La Cour suprême ne s’encombre pas de différenciation entre interruption volontaire ou médicale. Elle supprime le droit à l’avortement au nom du principe du respect de la vie, quelle qu’elle soit. Ce faisant elle fait chuter le diagnostic prénatal.
Les conséquences sanitaires sont prévisibles. Cette décision place les américaines dans la situation de la France qu’a si bien décrit Simone Veil à la tribune de l’Assemblée Nationale en 1974, celle des avortements clandestins avec leur lot d’infections, de stérilités et de décès.
Nous pouvons craindre des sanctions répressives pour toutes celles et tous ceux qui deviendront des hors-la-loi : les femmes qui avortent et les professionnels engagés qui les accompagnent.
D’un point de vue économique, quelles seront les conséquences d’une telle décision pour l’économie américaine ? À quel point les inégalités risquent-elles d’exploser ?
La décision de la Cour suprême brise les droits des femmes et leur dénie le choix de leurs vies.
Les droits reproductifs et la santé sexuelle sont le moyen pour les femmes d’accéder à l’autonomisation.

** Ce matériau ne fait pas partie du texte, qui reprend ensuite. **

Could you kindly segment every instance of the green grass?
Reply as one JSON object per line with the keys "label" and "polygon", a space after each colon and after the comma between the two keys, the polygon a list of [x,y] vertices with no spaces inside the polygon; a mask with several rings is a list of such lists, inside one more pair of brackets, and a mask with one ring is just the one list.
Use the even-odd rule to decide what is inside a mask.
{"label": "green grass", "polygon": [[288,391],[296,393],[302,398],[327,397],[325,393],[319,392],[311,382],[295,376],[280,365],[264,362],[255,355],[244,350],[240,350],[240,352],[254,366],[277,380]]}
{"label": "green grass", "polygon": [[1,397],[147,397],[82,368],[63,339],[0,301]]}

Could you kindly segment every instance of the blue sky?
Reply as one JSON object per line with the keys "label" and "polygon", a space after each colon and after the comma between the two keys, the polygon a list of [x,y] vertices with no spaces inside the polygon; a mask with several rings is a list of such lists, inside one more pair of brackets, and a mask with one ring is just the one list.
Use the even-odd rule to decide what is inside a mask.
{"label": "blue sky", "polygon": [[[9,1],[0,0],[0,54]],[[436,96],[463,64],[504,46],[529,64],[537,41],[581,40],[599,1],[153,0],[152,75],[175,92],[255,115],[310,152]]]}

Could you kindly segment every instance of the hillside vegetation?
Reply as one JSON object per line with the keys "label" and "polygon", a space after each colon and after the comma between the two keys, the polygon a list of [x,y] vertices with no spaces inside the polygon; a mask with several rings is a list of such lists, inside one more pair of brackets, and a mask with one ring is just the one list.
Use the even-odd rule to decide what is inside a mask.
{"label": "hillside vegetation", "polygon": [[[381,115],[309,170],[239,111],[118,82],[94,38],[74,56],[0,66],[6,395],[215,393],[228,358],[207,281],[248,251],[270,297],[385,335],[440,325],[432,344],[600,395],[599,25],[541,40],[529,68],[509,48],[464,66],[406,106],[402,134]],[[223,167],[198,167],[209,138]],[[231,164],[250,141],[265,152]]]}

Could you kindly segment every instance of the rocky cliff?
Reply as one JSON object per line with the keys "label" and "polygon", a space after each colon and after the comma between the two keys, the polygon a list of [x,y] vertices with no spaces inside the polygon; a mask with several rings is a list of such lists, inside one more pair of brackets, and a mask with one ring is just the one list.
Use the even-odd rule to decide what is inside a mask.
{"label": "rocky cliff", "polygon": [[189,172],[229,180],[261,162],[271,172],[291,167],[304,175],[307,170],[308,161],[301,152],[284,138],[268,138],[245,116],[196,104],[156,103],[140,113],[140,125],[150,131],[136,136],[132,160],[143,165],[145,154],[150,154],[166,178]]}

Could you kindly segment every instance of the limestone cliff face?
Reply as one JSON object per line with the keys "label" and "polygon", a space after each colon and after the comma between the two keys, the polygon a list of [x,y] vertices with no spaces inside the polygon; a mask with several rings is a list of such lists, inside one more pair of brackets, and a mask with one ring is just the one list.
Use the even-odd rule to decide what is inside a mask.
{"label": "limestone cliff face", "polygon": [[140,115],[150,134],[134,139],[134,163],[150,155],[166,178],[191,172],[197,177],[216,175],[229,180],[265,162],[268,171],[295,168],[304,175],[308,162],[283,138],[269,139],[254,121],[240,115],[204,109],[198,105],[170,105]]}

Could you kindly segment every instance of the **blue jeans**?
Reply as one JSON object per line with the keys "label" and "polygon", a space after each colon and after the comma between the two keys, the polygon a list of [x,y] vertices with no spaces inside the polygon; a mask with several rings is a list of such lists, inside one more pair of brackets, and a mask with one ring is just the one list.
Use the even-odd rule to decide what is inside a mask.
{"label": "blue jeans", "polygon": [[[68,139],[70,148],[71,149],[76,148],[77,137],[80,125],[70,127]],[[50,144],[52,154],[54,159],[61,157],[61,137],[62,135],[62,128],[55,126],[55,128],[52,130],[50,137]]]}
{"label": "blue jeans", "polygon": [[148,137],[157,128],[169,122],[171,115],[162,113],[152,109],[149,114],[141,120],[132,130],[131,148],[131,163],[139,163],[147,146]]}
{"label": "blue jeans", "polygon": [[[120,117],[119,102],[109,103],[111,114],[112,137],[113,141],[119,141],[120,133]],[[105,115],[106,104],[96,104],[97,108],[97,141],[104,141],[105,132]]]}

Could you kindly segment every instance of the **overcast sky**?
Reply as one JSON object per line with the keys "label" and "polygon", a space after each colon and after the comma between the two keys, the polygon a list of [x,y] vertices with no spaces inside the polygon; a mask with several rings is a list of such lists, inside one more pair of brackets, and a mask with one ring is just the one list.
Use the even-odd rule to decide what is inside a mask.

Les jeunes filles empêchées d’avorter deviendront mères sans l’avoir choisi et interrompront leurs études. Femmes moins diplômées, augmentation de la pauvreté et de la précarisation des femmes, écart salarial femmes/hommes majoré, dépendance financière dans le couple deviendront le lot des femmes.
Les femmes à faible revenu, les précaires, paieront le prix fort car elles ne pourront pas couvrir les dépenses pour accéder à un avortement dans de bonnes conditions dans un état démocrate.
Les voies de résistance sont peu nombreuses. Il n’y a pas de moyen de recours. Le Ministère de la Santé américain envisage de faciliter l’accès à la pilule abortive, adressée par voie postale mais sa prise requiert le préalable d’une consultation médicale, non autorisée ! Certaines grandes entreprises s’engagent à prendre en charge les frais de déplacement de leurs salariées vers un état démocrate mais cela ne concerne qu’une très faible part d’américaines.
La vraie résistance ne peut venir que du peuple américain. Face à cette régression la conscience se mobilisera comme elle le fit dans les années 60 avec les luttes et les conquêtes du féminisme américain.
Ce vote entraîne une répercussion mondiale car les mêmes forces conservatrices et rétrogrades sont à l’œuvre partout, en Europe et en France. Il nous oblige à un véritable engagement pour la protection des droits des femmes par tous les moyens et dans toutes nos décisions politiques. C’est le seul rempart pour préserver notre choix de société.